Wann kann ein Nachlasspfleger vom Nachlassgericht entlassen werden?

OLG Frankfurt a. M. – Beschluss vom 26.11.2021 – 21 W 145/21

  • Nachlasspfleger reagiert auf Nachfragen des Nachlassgerichts nicht
  • Nachlassgericht entlässt den Nachlasspfleger
  • Oberlandesgericht korrigiert die Entscheidung des Nachlassgerichts

Das Oberlandesgericht Frankfurt a.M. hatte zu klären, ob die Entlassung eines Nachlasspflegers rechtmäßig war.

In der Angelegenheit war eine Erblasserin verstorben, ohne ein Testament zu hinterlassen.

In Frage kommende gesetzliche Erben schlugen die Erbschaft in der Folge aus.

Nachlassgericht ordnet Nachlasspflegschaft an

Daraufhin ordnete das zuständige Nachlassgericht eine Nachlasspflegschaft an und setzte im April 2020 einen Nachlasspfleger ein.

In der Folge erstattete dieser Nachlasspfleger dem Nachlassgericht mehrere Sachstandsberichte zu seiner Tätigkeit.

Anfang Januar 2021 wandte sich eine Bank an das Nachlassgericht und teilte mit, dass der Nachlasspfleger zwei Nachlasskonten auflösen wollte, hierzu aber keinen rechtskräftigen Beschluss des Nachlassgerichts vorgelegt habe.

Nachlassgericht fordert Nachlasspfleger zur Stellungnahme auf

Das Nachlassgericht forderte den Nachlasspfleger daraufhin wiederholt zu einer Stellungnahme auf.

Nachdem der Nachlasspfleger aber auf diese Anfragen des Gerichts nicht reagierte, drohte im das Nachlassgericht mit Schreiben vom 22. März 2021 die Entlassung an.

Da der Nachlasspfleger das Nachlassgericht aber weiter mit Missachtung strafte und selbst auf die Entlassungsdrohung keine Reaktion zeigte, entließ ihn das Gericht mit Beschluss vom 30.04.2021 aus seinem Amt.

Nachlasspfleger legt Beschwerde gegen seine Entlassung ein

Gegen diesen Beschluss legte der Nachlasspfleger aber Beschwerde zum Oberlandesgericht ein und wies darauf hin, dass er seinen Schlussbericht bereits am 09.04.2021 zur Nachlassakte gereicht habe.

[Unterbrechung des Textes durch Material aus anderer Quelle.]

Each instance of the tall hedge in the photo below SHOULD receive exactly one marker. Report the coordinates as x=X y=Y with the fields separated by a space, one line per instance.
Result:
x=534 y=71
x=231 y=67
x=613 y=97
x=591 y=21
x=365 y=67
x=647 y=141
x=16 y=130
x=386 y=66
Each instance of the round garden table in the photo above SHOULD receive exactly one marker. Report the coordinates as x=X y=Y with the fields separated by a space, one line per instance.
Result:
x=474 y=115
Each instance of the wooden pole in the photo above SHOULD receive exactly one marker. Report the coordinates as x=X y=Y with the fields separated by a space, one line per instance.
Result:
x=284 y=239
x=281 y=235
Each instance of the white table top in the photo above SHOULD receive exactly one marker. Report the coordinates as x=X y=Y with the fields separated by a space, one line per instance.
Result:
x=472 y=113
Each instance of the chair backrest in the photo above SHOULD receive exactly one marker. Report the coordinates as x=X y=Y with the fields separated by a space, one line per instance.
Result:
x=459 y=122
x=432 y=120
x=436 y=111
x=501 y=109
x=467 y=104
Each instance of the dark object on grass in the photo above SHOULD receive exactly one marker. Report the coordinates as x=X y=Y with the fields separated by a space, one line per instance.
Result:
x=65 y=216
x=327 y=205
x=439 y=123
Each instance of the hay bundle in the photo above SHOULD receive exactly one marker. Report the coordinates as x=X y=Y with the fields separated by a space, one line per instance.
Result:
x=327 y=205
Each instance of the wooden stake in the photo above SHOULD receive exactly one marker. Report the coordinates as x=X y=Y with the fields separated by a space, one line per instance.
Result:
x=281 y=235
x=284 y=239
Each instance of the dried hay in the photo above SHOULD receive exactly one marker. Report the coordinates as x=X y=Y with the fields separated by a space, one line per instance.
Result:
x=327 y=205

Das Nachlassgericht wies zur Begründung seiner Entscheidung darauf hin, dass sich in der Nachlassakte bis zuletzt kein Schlussbericht finden würde und eine Entlassung auch das einzige Mittel gewesen wäre, den Nachlasspfleger zur Raison zu bringen.

Das OLG gab der Beschwerde des Nachlasspflegers statt und hob den Entlassungsbeschluss des Nachlassgerichts auf.

Waren die Interessen der Erben gefährdet?

Das OLG wies in der Begründung seiner Entscheidung darauf hin, dass ein Nachlasspfleger nach § 1886 i.V.m. §§ 1962, 1915 BGB u.a. dann entlassen werden könne, wenn die Fortführung des Amtes das Interesse der vom Nachlasspfleger vertretenen Erben gefährden würde.

Eine Entlassung eines Nachlasspflegers komme aber, so das OLG, grundsätzlich nur dann in Betracht, „wenn weniger einschneidende Maßnahmen erfolglos geblieben sind oder objektiv im konkreten Fall nicht ausreichend erscheinen.“

Dies vorausgeschickt sei die Entlassung des Nachlasspflegers im konkreten Fall zu Unrecht erfolgt.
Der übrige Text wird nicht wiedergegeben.